From Mixture of Experts to Mixture of Agents: Sparse Routing Is Escaping the Model

8 minute read

Almost every frontier model you have used in the last two years owes its economics to a single architectural trick, and almost no one is writing about where that trick is heading next. The trick is the Mixture of Experts, and the reason it matters is not really that it makes models bigger. It is that it makes them sparse — and sparsity, once you understand what it is for, turns out to be a principle far too useful to leave trapped inside a neural network.

Let me explain the trick cleanly first, because the forward-looking argument only lands if the foundation is exact.

What a Mixture of Experts actually does

In a conventional transformer, every token that flows through the network passes through the same dense feed-forward layer. Every parameter in that layer participates in every token. This is simple and it is wasteful: you are paying, on every single token, for the entire capacity of the model, whether the token needs it or not.
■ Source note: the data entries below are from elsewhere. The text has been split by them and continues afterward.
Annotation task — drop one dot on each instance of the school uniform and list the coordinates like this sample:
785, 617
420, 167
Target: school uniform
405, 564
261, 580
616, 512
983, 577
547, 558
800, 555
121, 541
A Mixture of Experts replaces that one dense layer with many smaller “expert” networks sitting side by side — eight of them, or sixty-four, or more — and adds a small gating network whose only job is to decide which experts should handle each token. The gate scores the experts for the token in front of it and routes the token to the best few: this is top-k routing, and in practice k is small, usually one or two. A token activates its top-k experts and ignores the rest entirely.
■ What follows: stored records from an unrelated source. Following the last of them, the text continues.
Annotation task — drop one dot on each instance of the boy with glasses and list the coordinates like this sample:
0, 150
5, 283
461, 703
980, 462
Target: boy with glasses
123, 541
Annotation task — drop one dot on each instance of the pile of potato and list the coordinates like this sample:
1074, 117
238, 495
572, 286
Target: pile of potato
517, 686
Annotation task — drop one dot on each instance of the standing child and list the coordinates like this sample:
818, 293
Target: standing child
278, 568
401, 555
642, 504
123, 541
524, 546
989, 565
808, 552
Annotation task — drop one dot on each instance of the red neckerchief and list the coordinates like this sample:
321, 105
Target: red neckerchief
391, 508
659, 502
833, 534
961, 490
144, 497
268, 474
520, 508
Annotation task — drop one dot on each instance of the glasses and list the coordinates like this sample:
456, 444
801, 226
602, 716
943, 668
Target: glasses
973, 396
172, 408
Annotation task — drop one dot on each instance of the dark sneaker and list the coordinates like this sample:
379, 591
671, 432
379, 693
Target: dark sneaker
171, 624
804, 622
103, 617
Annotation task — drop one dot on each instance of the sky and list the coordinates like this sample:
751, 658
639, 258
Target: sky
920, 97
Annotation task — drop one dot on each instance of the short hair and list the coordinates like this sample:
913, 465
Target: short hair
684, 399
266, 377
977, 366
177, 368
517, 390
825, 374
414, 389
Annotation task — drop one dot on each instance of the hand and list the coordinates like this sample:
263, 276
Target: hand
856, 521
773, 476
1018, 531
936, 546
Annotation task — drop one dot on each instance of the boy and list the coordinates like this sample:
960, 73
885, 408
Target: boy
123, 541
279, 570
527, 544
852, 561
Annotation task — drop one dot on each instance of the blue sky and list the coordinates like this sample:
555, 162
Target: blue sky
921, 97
Dense feed-forward versus Mixture of Experts. On the left, a single solid FFN block: every token activates every parameter. On the right, a small gate routes each token to two of six experts; the rest stay dark.
Left: a dense layer charges full price for every token. Right: a gate picks two experts out of six — total capacity scales with N, cost per token stays pinned to k.
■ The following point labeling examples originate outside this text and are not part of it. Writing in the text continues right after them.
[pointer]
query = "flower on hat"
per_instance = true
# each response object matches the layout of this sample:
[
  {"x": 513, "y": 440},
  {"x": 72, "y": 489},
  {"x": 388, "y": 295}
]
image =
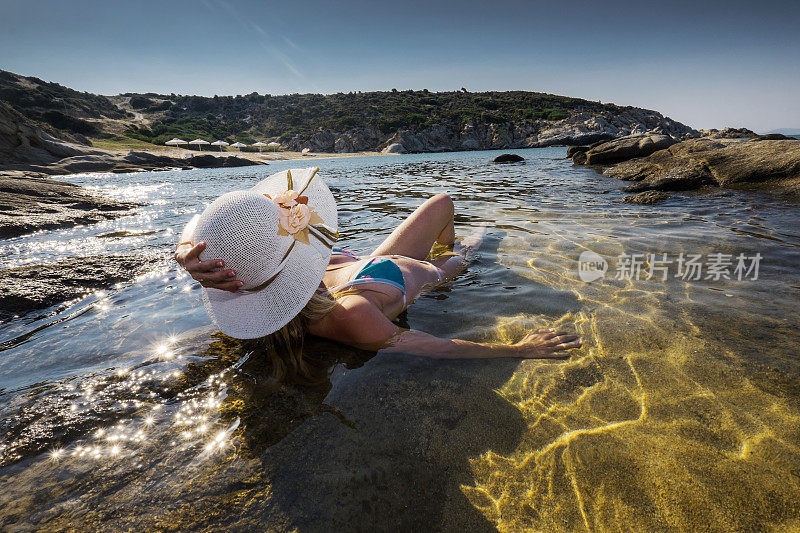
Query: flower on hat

The consequence is the part worth internalising, because it is genuinely counter-intuitive. The model’s total capacity now scales with the number of experts, but the compute per token is fixed by k, not by the total. A so-called 8×7B model with top-2 routing carries on the order of fifty-six billion parameters in total, yet activates only around fourteen billion for any given token. You get the knowledge capacity of a very large model at roughly the inference cost of a small one. Same FLOPs as a 14B dense network; far more room to store what the model knows. Total parameters and active parameters have been decoupled, and that decoupling is the whole game.

Sparsity is not a way to make a model bigger. It is a way to stop paying for everything on every token.

The decoupling is easier to feel than to read. The simulation below shows it directly: N is the total bench of specialists, k is how many fire on each request, and capacity / compute is the ratio you stop paying for. Drag the sliders — push N up and watch capacity climb while the cost per request stays pinned to k. Then drop Balance below 45% and the system collapses: most traffic piles onto the same few specialists and the rest go dark. This is the same dial that, scaled up, decides whether a multi-agent system stays healthy or quietly becomes a monolith.

Try it: increase N to grow capacity, hold k low to keep compute flat, drop Balance below 45% to see collapse, click Send one request to step through manually.

It is not free, of course. Two failure modes haunt every MoE system, and both are really failures of routing. The first is expert collapse: the gate discovers a couple of experts that work well enough, sends them everything, and lets the others wither — capacity you paid for but never use. The second is its mirror image, dead experts: specialists that the gate never learns to route to, so they sit idle forever. The standard remedies are equally instructive. You add an auxiliary load-balancing loss that penalises the gate for piling traffic onto a few favourites, pushing it to spread work across the bench. And you add a little noise to the gate’s scores — noisy top-k — so that ties break fairly and every expert gets enough of a chance to prove useful. Keep those two forces in tension and the system stays healthy: every expert earns its keep, and no single one hogs the line.

Two bar charts. Left: traffic skewed onto two experts while the other six are flatlined — collapse. Right: traffic spread evenly across all eight experts — balanced.
Collapse (left) is what you get without active load-balancing: a couple of favourites carry the system. Balanced routing (right) keeps every specialist sharp — and it is the discipline you re-derive at every scale of this pattern.

Hold onto those two failure modes. We are going to meet them again, somewhere you might not expect.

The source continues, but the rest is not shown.